Above the roof deck, the parapet height allowed us to increase the rigid insulation depth and install a reflective TPO roof membrane and thin-film photovoltaics in lieu of the original asphaltic roof membrane, which had very minimal insulation. Because the existing windows and doors were in such an advanced state of decay, we had an easier time gaining support from the Urban Design Commission (UDC) for their replacement. But, we needed to carefully consider the spacing of mullions and stiles relative to the façade’s existing aesthetic composition and select new window sill bricks that matched the color and character of the building’s existing face brick.
HPB: The Edge is operating with an annual energy use intensity (EUI) of 33.7 kBtu/ft2, resulting in an Energy Star score of 92. What are the biggest contributors to its energy-efficient operations?

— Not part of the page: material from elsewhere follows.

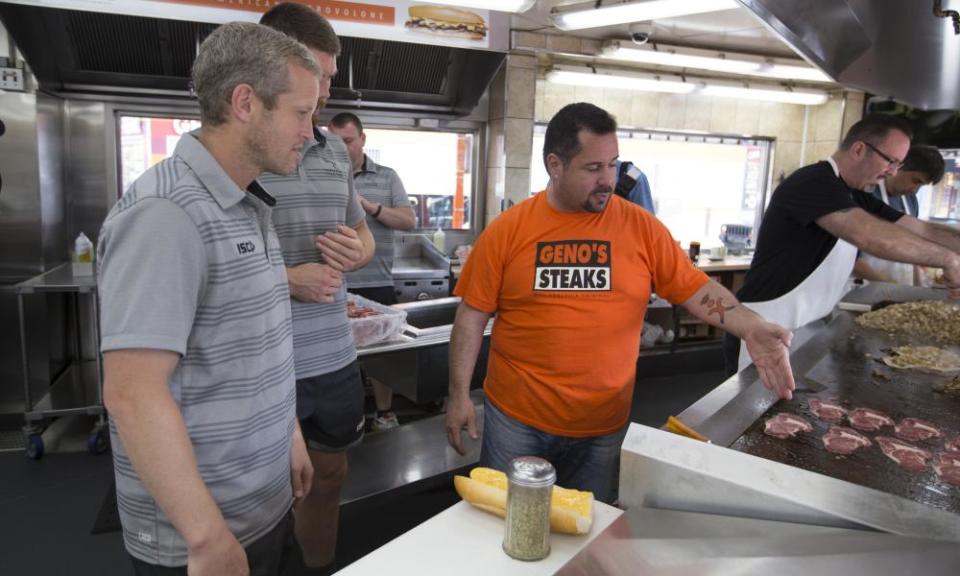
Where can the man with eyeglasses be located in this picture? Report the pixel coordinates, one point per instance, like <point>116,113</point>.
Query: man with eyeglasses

The biggest contributors are:
- All stud cavities are super-insulated with spray foam to achieve an R-22 rating;
- The roof is insulated with 5 in. of polyisocyanurate to achieve an R-32 rating;
- Occupancy sensors, daylight monitors, efficient light fixtures, and zoned lighting;
- 5 kW thin-film rooftop photovoltaic system;
- White thermoplastic polyolefin (TPO) membrane roof finish with a solar reflectance (SRI) value of 98; and
- High performing HVAC system with zoned controls.
HPB: The 2015 Green Building Adoption Index found that 62% of office buildings in the U.S. greater than 500,000 ft2 are considered “green” (holding an Energy Star label and/or LEED certification). In contrast, only 5% of all U.S. office buildings less than 100,000 ft2 qualified as green. At just over 9,000 ft2 and holding two LEED Platinum certifications, the Edge bucks this trend as a small, but energy-efficient and sustainable office building. What are the obstacles and challenges owners of smaller office buildings face when it comes to improving energy efficiency, and how can these challenges be overcome?

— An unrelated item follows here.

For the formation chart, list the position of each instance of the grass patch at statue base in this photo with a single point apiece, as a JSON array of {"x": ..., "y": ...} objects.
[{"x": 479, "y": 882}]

Evans: Epsten Group is more equipped than many owners to complete a LEED Platinum-level renovation because of in-house LEED consultants, experienced designers, and a commissioning department. We understood many of the challenges and expectations before beginning the project, and therefore, were able to plan accordingly. The biggest obstacle is finding the right team to help the owner achieve their sustainability goals.
HPB: Ongoing personnel training and education are part of the operational policies at The Edge. Epsten Group creates a bi-monthly newsletter to inform occupants of potential energy- and water-saving strategies, and building performance. What role do occupants play in maintaining and operating a high performance building?

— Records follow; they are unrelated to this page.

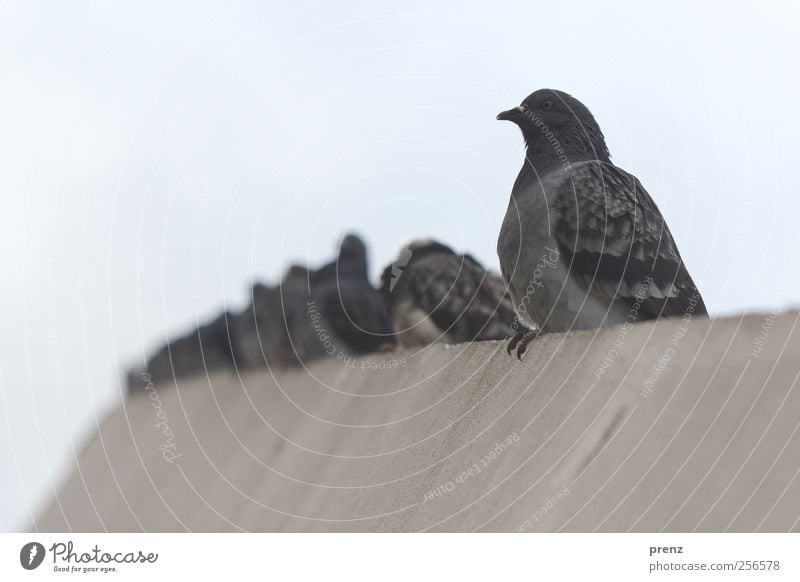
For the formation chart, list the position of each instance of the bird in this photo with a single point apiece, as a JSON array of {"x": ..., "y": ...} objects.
[
  {"x": 205, "y": 348},
  {"x": 435, "y": 295},
  {"x": 344, "y": 314},
  {"x": 261, "y": 330},
  {"x": 582, "y": 244}
]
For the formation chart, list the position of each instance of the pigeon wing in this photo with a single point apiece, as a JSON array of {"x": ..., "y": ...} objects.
[{"x": 617, "y": 242}]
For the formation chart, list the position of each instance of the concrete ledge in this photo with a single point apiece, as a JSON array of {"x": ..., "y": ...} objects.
[{"x": 660, "y": 426}]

Evans: While we have the capabilities to continually track energy and water use, the building user provides information about the environmental quality of the space and maintenance issues. This is essential information for maintaining a high-performance office.
HPB: Epsten Group offers a $30 a month incentive to employees to use alternative commuting options, resulting in a 45% rate of employees using these options (a rate far higher than typical for Atlanta commuters). What perceptions or challenges did employees overcome in the switch to alternative commuting options, and what reasons do these employees give for their resulting improved happiness in their daily commutes?
Evans: Getting out of the habit of jumping in your car for every trip can be a big obstacle when developing an alternative commute strategy. Our program did not develop overnight. As employees started to share their commuting experiences, more employees started to jump on the bandwagon. Atlanta is known for its terrible traffic, and employees that do not have to deal with the traffic daily report added commuting satisfaction.